Postgresql – How to estimate reindexing time

indexpostgresql

How do you estimate the total time reindexing an entire table will take in PostgreSQL?

I have a large PostgreSQL database, the primary table of which has 15 million rows with 100 columns and 200 indexes.

I'm seeing a problem where, after a night of processes loading data into the table, queries to the table are terribly slow for about 3-6 hours after the loading ends. However, these queries miraculously become fast again after 6 hours post-load.

Is this temporary slowness caused by Postgres updating indexes in the background? How do I speed up this processing? I can't find any parameters for controlling this.
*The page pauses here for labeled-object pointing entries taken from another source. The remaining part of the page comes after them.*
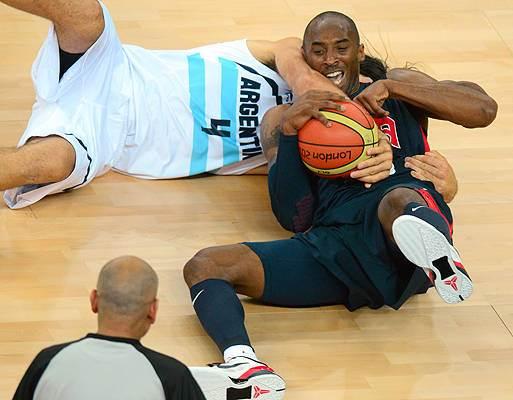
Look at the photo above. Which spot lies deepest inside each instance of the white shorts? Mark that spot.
(87, 107)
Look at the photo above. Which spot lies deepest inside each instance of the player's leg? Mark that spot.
(40, 161)
(214, 276)
(282, 273)
(70, 136)
(412, 219)
(78, 23)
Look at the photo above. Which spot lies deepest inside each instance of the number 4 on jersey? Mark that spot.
(216, 128)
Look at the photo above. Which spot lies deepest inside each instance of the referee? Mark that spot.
(112, 363)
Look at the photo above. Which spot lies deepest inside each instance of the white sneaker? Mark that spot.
(239, 378)
(426, 247)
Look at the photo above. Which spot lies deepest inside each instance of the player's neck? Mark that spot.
(117, 330)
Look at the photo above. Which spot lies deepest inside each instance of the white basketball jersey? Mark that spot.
(196, 110)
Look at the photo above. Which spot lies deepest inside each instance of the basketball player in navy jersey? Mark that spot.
(102, 105)
(354, 245)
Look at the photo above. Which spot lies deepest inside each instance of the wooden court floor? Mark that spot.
(50, 253)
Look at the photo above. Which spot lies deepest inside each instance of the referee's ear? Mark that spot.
(93, 299)
(152, 312)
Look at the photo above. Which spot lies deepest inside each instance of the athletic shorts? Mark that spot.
(87, 107)
(294, 278)
(351, 246)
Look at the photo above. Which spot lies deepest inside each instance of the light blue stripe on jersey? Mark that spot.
(197, 103)
(229, 85)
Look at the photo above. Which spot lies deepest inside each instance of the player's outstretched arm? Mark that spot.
(286, 57)
(463, 103)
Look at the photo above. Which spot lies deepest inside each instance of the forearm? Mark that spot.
(290, 188)
(458, 102)
(293, 68)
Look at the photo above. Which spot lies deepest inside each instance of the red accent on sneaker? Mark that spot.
(431, 202)
(259, 392)
(250, 371)
(452, 282)
(424, 138)
(458, 265)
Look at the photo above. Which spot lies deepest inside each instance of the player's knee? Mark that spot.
(79, 28)
(201, 267)
(392, 206)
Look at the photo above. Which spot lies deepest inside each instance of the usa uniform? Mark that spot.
(340, 254)
(150, 114)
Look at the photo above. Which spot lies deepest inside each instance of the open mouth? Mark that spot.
(336, 77)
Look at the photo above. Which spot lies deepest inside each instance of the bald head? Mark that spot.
(328, 18)
(126, 286)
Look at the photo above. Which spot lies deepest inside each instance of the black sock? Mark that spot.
(220, 312)
(430, 216)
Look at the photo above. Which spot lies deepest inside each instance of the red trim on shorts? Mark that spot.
(424, 137)
(251, 371)
(431, 202)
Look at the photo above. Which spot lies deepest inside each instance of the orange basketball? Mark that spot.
(336, 151)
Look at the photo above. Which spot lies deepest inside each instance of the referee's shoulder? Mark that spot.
(163, 360)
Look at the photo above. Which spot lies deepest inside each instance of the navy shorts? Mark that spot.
(294, 278)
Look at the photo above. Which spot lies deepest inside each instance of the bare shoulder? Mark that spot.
(272, 117)
(409, 75)
(265, 50)
(270, 132)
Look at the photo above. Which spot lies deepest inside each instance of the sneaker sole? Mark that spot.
(423, 245)
(218, 386)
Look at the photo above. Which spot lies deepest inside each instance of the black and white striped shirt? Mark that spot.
(104, 367)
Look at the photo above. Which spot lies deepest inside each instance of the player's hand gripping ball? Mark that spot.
(333, 152)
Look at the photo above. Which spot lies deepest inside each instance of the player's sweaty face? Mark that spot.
(333, 49)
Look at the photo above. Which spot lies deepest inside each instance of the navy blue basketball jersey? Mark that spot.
(404, 130)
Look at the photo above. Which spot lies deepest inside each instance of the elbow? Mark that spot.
(490, 112)
(484, 116)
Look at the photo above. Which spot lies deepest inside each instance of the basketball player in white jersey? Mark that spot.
(150, 114)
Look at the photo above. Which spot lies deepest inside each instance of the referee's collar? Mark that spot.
(113, 338)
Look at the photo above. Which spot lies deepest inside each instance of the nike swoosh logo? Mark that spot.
(196, 297)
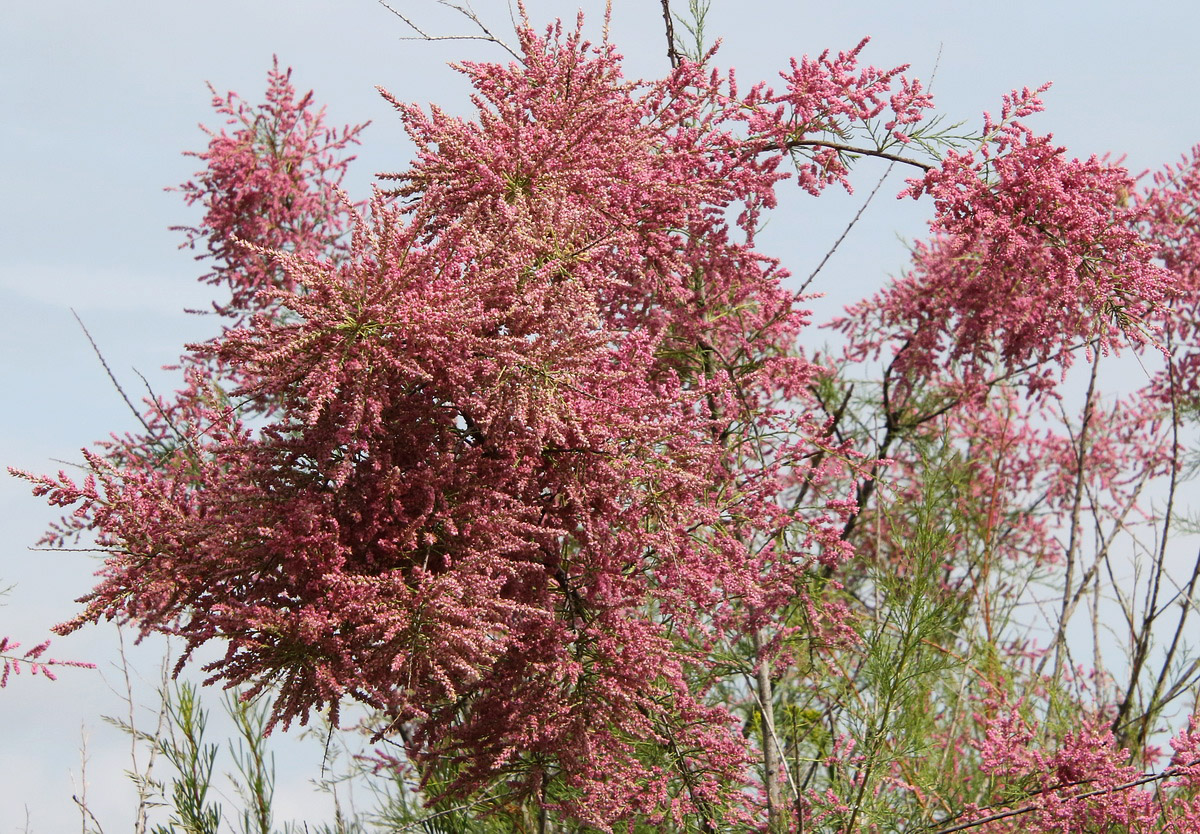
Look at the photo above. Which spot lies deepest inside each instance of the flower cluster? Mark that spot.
(1032, 257)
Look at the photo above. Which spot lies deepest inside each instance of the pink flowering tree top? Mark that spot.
(523, 454)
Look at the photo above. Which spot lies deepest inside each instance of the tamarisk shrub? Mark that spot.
(523, 454)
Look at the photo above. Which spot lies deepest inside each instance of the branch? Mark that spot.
(672, 53)
(849, 149)
(466, 11)
(1169, 773)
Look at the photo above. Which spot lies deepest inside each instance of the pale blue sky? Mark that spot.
(99, 100)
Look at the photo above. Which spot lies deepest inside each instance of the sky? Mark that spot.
(100, 99)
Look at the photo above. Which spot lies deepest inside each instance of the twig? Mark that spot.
(1033, 807)
(672, 52)
(849, 226)
(467, 12)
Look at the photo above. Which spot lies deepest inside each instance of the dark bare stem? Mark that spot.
(841, 148)
(849, 227)
(771, 753)
(672, 52)
(1033, 807)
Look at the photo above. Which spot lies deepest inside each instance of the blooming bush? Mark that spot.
(532, 456)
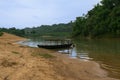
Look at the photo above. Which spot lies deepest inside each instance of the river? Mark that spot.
(104, 52)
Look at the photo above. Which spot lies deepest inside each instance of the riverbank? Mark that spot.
(19, 62)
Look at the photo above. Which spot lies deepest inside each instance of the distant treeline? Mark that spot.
(13, 30)
(102, 21)
(50, 30)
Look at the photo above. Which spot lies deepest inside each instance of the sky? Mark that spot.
(29, 13)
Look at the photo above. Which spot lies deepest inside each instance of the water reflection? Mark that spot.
(106, 52)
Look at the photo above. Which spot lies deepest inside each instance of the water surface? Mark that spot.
(105, 52)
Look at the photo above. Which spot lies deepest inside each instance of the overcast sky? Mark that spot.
(29, 13)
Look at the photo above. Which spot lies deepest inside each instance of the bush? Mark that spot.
(1, 33)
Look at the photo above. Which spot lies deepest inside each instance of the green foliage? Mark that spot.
(1, 33)
(44, 55)
(103, 19)
(13, 30)
(49, 30)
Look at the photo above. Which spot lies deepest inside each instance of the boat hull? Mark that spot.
(55, 46)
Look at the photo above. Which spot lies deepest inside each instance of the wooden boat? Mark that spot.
(59, 43)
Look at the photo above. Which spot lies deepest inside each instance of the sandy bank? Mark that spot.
(18, 62)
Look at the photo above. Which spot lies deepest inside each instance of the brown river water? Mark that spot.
(104, 52)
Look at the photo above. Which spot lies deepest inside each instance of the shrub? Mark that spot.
(1, 33)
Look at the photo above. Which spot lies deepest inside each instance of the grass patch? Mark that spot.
(44, 55)
(15, 52)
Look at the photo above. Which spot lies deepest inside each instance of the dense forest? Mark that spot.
(61, 30)
(50, 30)
(102, 21)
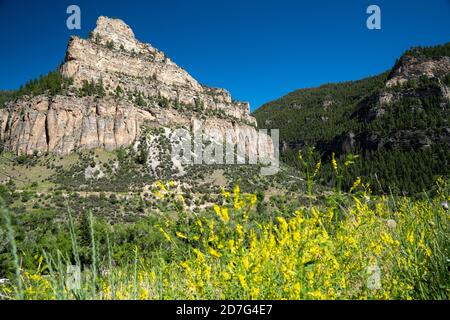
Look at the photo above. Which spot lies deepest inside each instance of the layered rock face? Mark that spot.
(61, 124)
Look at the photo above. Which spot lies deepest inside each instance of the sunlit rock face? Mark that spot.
(112, 56)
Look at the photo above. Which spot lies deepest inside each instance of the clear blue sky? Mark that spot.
(257, 49)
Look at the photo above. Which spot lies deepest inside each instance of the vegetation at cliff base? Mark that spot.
(347, 245)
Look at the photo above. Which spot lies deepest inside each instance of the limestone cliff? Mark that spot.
(141, 87)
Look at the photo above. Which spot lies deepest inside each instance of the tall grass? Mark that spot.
(317, 252)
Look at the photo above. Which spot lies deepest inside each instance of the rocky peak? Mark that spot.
(154, 91)
(412, 67)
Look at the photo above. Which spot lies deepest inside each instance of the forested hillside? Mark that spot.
(397, 122)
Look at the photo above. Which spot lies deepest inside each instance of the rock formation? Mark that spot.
(127, 70)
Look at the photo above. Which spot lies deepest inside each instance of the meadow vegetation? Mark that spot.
(341, 245)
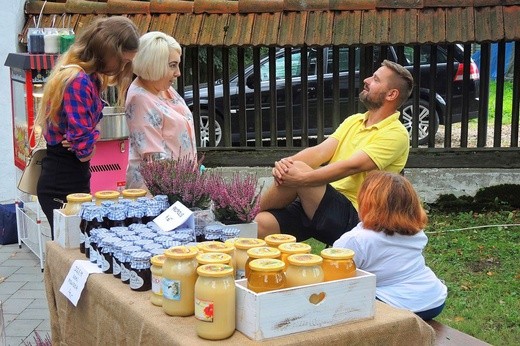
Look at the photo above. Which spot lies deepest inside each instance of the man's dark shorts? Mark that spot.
(335, 215)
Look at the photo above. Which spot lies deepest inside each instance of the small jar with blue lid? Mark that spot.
(117, 255)
(106, 256)
(126, 259)
(140, 273)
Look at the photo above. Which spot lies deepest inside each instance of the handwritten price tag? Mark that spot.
(173, 217)
(76, 279)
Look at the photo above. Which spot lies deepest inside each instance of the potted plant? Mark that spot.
(181, 180)
(235, 201)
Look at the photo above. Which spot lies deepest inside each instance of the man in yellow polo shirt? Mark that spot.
(315, 191)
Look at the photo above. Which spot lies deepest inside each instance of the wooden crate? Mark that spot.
(291, 310)
(66, 229)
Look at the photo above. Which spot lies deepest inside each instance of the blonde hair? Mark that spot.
(388, 203)
(151, 62)
(105, 37)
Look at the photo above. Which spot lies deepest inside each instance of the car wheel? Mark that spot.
(424, 120)
(204, 130)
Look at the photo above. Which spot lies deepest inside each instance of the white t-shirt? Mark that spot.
(402, 278)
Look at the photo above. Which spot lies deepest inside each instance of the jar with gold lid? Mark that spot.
(217, 246)
(288, 249)
(338, 263)
(74, 201)
(178, 283)
(275, 240)
(266, 275)
(215, 301)
(241, 247)
(156, 269)
(304, 269)
(260, 252)
(106, 195)
(133, 194)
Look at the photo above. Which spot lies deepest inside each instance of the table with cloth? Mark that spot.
(110, 313)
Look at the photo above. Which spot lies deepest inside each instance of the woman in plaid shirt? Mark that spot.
(72, 106)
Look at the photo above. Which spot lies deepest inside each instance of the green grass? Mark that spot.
(507, 103)
(481, 269)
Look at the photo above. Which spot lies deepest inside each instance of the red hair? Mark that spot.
(388, 203)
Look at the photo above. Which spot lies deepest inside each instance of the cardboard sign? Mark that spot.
(76, 279)
(175, 216)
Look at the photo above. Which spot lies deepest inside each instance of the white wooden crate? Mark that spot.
(66, 229)
(271, 314)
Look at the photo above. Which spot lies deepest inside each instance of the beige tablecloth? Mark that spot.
(110, 313)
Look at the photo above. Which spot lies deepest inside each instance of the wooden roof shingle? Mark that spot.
(297, 22)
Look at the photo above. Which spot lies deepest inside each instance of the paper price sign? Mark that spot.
(173, 217)
(76, 279)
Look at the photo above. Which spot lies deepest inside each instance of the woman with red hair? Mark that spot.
(389, 241)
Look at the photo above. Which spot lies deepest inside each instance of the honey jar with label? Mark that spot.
(266, 275)
(74, 201)
(304, 269)
(275, 240)
(156, 270)
(178, 283)
(241, 247)
(260, 252)
(288, 249)
(215, 301)
(106, 195)
(338, 263)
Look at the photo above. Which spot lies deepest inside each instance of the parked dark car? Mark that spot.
(404, 55)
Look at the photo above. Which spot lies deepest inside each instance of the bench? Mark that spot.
(446, 335)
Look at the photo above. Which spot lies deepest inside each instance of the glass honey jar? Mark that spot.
(266, 275)
(338, 263)
(156, 269)
(260, 252)
(275, 240)
(133, 194)
(178, 283)
(74, 201)
(106, 195)
(215, 301)
(241, 247)
(304, 269)
(288, 249)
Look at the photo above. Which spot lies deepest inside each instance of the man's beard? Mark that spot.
(372, 103)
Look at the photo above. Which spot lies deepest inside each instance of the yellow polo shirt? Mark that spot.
(387, 143)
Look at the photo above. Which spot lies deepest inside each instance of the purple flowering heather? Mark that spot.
(235, 200)
(181, 180)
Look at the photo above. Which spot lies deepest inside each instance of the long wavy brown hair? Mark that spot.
(388, 203)
(102, 39)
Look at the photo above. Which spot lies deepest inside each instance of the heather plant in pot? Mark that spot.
(181, 180)
(236, 199)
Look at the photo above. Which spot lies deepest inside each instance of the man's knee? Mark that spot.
(267, 224)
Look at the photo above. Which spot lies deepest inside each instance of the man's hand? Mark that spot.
(280, 169)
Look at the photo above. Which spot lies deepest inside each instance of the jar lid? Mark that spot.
(132, 193)
(79, 197)
(337, 253)
(215, 270)
(266, 264)
(106, 194)
(263, 252)
(295, 248)
(181, 252)
(213, 257)
(217, 246)
(277, 239)
(158, 260)
(248, 243)
(305, 259)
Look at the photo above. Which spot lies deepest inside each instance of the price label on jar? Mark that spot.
(175, 216)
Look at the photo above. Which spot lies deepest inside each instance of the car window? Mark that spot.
(425, 56)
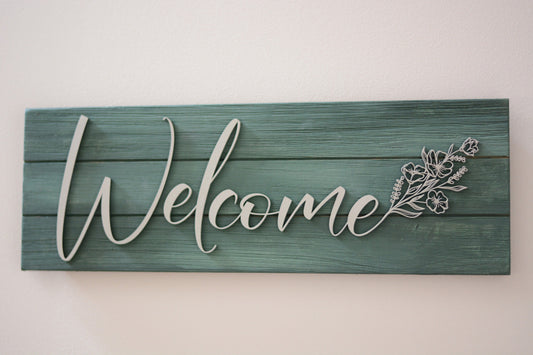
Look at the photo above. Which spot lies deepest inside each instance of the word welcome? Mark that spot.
(182, 192)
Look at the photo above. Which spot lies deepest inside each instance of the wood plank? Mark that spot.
(427, 245)
(135, 183)
(269, 131)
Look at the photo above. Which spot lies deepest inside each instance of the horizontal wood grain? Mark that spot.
(428, 245)
(283, 150)
(269, 131)
(135, 183)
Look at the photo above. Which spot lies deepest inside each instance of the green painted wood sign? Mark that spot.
(419, 187)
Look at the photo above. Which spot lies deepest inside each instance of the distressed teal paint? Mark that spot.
(283, 149)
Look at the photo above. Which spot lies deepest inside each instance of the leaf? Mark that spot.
(415, 206)
(455, 188)
(450, 150)
(406, 213)
(417, 198)
(412, 189)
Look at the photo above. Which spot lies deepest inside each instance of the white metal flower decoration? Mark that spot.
(421, 186)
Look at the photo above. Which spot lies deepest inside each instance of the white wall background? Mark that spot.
(98, 53)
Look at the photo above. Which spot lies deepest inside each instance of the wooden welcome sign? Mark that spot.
(372, 187)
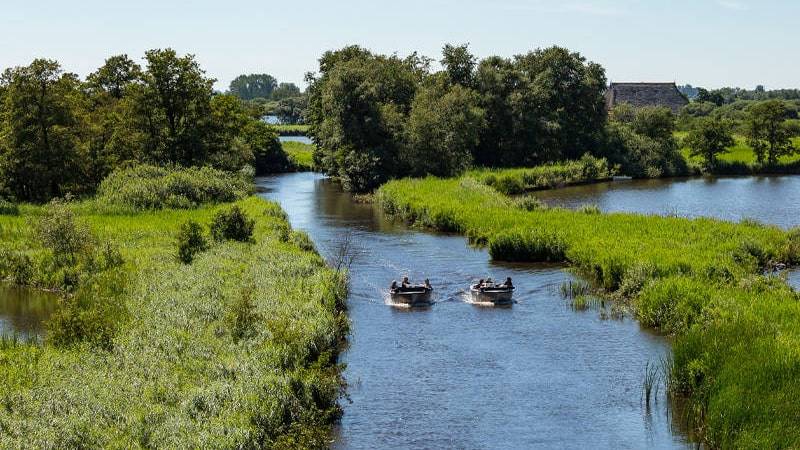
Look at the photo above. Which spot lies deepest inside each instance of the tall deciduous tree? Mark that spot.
(39, 134)
(767, 131)
(443, 129)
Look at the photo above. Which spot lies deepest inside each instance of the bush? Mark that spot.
(69, 240)
(232, 224)
(8, 209)
(145, 187)
(190, 241)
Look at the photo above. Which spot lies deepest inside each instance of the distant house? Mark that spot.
(646, 94)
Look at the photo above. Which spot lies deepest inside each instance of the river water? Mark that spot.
(456, 375)
(773, 200)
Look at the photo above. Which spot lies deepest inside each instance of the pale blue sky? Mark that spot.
(708, 43)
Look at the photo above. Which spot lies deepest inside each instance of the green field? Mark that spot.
(236, 350)
(737, 344)
(739, 153)
(301, 155)
(292, 130)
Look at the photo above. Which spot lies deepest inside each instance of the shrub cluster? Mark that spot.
(144, 187)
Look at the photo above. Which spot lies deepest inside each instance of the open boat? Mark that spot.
(497, 295)
(411, 296)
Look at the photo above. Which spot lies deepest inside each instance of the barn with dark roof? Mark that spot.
(646, 94)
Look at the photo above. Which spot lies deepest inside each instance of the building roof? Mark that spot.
(646, 94)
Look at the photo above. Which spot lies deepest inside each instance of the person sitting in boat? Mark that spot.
(507, 285)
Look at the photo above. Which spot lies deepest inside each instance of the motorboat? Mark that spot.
(498, 295)
(412, 295)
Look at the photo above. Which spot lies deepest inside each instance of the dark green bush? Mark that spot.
(190, 241)
(7, 208)
(232, 225)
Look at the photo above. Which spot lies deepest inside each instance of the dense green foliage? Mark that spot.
(144, 187)
(375, 117)
(236, 350)
(517, 181)
(301, 156)
(737, 333)
(61, 135)
(642, 142)
(708, 139)
(191, 241)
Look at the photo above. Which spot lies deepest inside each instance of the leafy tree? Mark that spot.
(291, 110)
(443, 130)
(248, 87)
(641, 141)
(172, 108)
(710, 137)
(357, 108)
(115, 76)
(459, 64)
(286, 91)
(39, 131)
(768, 133)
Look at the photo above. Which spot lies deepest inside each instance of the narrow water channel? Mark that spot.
(456, 375)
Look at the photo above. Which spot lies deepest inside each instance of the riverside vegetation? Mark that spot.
(163, 336)
(737, 332)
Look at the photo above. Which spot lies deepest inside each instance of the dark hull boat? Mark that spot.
(497, 296)
(417, 296)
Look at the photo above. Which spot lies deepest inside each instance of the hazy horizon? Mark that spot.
(712, 43)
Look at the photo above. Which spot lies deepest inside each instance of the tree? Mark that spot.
(710, 137)
(39, 138)
(171, 107)
(767, 132)
(115, 76)
(285, 91)
(443, 130)
(257, 85)
(459, 64)
(291, 110)
(357, 108)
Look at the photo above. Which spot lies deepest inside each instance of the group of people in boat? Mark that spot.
(483, 285)
(488, 284)
(406, 286)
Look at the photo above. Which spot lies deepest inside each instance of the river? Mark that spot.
(456, 375)
(771, 199)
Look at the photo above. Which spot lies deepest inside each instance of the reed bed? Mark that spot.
(515, 181)
(737, 331)
(236, 350)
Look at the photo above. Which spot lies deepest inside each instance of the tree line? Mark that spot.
(263, 92)
(375, 117)
(60, 134)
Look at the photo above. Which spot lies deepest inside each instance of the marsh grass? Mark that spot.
(736, 331)
(237, 350)
(515, 181)
(301, 155)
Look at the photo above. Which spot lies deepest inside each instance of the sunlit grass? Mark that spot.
(737, 344)
(182, 373)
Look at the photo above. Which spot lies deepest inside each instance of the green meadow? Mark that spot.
(237, 349)
(737, 331)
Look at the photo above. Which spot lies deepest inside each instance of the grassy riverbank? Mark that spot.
(737, 331)
(236, 350)
(292, 130)
(300, 155)
(519, 180)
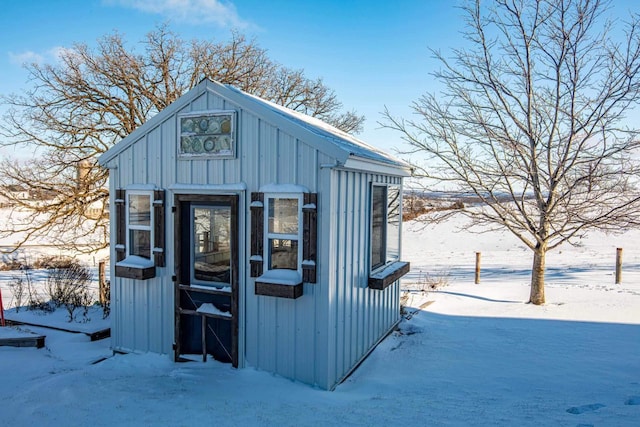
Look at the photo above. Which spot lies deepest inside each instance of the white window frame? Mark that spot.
(149, 228)
(268, 235)
(388, 257)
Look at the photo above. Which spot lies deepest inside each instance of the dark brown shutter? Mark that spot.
(158, 228)
(121, 225)
(257, 233)
(309, 237)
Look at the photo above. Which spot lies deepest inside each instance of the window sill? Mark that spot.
(135, 267)
(280, 283)
(389, 274)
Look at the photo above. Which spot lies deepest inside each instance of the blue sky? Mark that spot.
(372, 53)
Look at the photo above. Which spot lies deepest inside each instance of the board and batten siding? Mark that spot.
(317, 338)
(358, 315)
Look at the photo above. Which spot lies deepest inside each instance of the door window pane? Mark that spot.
(211, 261)
(284, 254)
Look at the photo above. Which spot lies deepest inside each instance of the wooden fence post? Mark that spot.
(101, 283)
(618, 266)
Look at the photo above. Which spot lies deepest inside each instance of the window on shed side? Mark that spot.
(385, 224)
(283, 233)
(139, 224)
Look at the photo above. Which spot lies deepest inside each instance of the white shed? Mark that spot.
(248, 232)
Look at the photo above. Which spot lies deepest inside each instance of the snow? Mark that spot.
(135, 261)
(283, 188)
(281, 277)
(473, 355)
(341, 139)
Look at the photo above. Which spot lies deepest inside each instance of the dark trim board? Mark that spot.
(388, 275)
(277, 290)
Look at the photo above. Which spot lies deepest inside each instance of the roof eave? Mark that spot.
(359, 163)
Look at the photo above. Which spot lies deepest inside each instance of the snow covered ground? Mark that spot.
(476, 355)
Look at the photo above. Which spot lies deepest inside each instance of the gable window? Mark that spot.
(139, 232)
(208, 134)
(283, 241)
(386, 215)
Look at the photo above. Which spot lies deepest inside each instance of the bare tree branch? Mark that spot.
(80, 106)
(533, 110)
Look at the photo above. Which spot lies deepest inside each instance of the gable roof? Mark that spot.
(349, 151)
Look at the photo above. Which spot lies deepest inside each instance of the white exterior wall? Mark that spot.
(316, 338)
(358, 315)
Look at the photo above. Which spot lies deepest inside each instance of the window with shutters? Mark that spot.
(139, 233)
(283, 253)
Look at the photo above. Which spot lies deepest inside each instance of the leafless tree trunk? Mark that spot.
(531, 119)
(91, 98)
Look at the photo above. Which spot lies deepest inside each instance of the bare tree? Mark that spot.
(93, 97)
(531, 121)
I was thinking about running a REINDEX on the table immediately after loading ends, but I'm not sure how long this will take, and I'm worried it might take longer than the original load and will only worsen performance.

My table stores dozens of descriptors about a customer, and the indexes (many of them partial indexes) are for speeding up very routine queries run by users.

The database is nearly a terabyte, so I rarely load the entire thing to a dev environment. Instead, I have a script that copies a few thousand records.

Best Answer

As you have 200 index, it would take longer than a vacuum. A reindex always depends on your OI. It seemed that it would take more than an hour.

What I would suggest is:

  1. get rid of some indexes. 200 for 100 columns makes no sense. See how many of the l those you use 90% of the time.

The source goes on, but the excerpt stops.